Universities hold graduation ceremonies as students protest across the US

Some of the students graduating from New York's Columbia University use their motarboards to make known their views of the university's financing of companies operating in South Africa on May 15, 1985.
Some of the students graduating from New York’s Columbia University use their motarboards to make known their views of the university’s financing of companies operating in South Africa on May 15, 1985. Richard Drew/AP

Nearly all pro-Palestinian protests rocking college campuses across the US have called for universities to divest from Israel in some form.

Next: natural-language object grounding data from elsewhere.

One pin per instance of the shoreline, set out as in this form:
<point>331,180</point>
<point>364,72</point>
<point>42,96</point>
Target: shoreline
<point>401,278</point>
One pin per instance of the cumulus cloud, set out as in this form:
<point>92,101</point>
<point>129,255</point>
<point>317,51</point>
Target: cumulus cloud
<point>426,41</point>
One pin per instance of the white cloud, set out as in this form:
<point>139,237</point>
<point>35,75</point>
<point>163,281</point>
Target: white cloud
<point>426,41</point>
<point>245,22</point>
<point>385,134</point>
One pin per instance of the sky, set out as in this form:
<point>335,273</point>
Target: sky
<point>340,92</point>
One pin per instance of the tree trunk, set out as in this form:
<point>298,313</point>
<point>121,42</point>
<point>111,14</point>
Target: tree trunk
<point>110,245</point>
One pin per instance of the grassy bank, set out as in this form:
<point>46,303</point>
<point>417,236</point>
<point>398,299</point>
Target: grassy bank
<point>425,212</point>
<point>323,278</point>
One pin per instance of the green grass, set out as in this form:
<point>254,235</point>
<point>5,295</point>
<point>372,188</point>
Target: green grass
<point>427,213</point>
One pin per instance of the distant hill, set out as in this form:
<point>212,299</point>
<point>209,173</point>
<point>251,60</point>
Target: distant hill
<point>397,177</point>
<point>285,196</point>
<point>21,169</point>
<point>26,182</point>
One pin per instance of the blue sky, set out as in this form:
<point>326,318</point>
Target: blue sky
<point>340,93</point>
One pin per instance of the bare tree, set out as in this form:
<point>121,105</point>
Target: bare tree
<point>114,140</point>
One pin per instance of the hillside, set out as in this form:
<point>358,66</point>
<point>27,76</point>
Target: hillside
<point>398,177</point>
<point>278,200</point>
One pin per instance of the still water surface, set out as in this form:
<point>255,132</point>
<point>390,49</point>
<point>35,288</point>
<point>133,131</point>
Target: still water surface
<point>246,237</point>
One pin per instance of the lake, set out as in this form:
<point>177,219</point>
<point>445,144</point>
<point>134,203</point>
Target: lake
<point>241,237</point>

What would divestment look like?

Divestment is the opposite of investment.

Many universities have an endowment, which is donated funds generally invested in stocks, bonds and other financial instruments to help the university earn money.

At Columbia, a group of students wants the college to divest its $13.6 billion endowment from any company linked to Israel, including Microsoft and Amazon.

Protesters at other schools, such as Cornell and Yale, want their universities to stop investing in weapons manufacturers.

What are university officials saying?

On Monday, Columbia’s administration reiterated that it would not divest from Israel. Last week, the University of California also said divestment wouldn’t happen.

But some colleges are willing to talk with protesters.

Christina Paxson, president of Brown University, sent a letter to demonstrators saying she would agree to hear a divestment proposal if the school’s encampment were disbanded, according to the student-run newspaper, the Brown Daily Herald.

They’ve been here before.

Columbia students protesting South Africa’s apartheid racial segregation policy in the 1980s called on the school to sever its financial ties with companies doing business in the country.

Columbia eventually voted to sell most of its stock in South Africa-connected companies. Other colleges followed suit.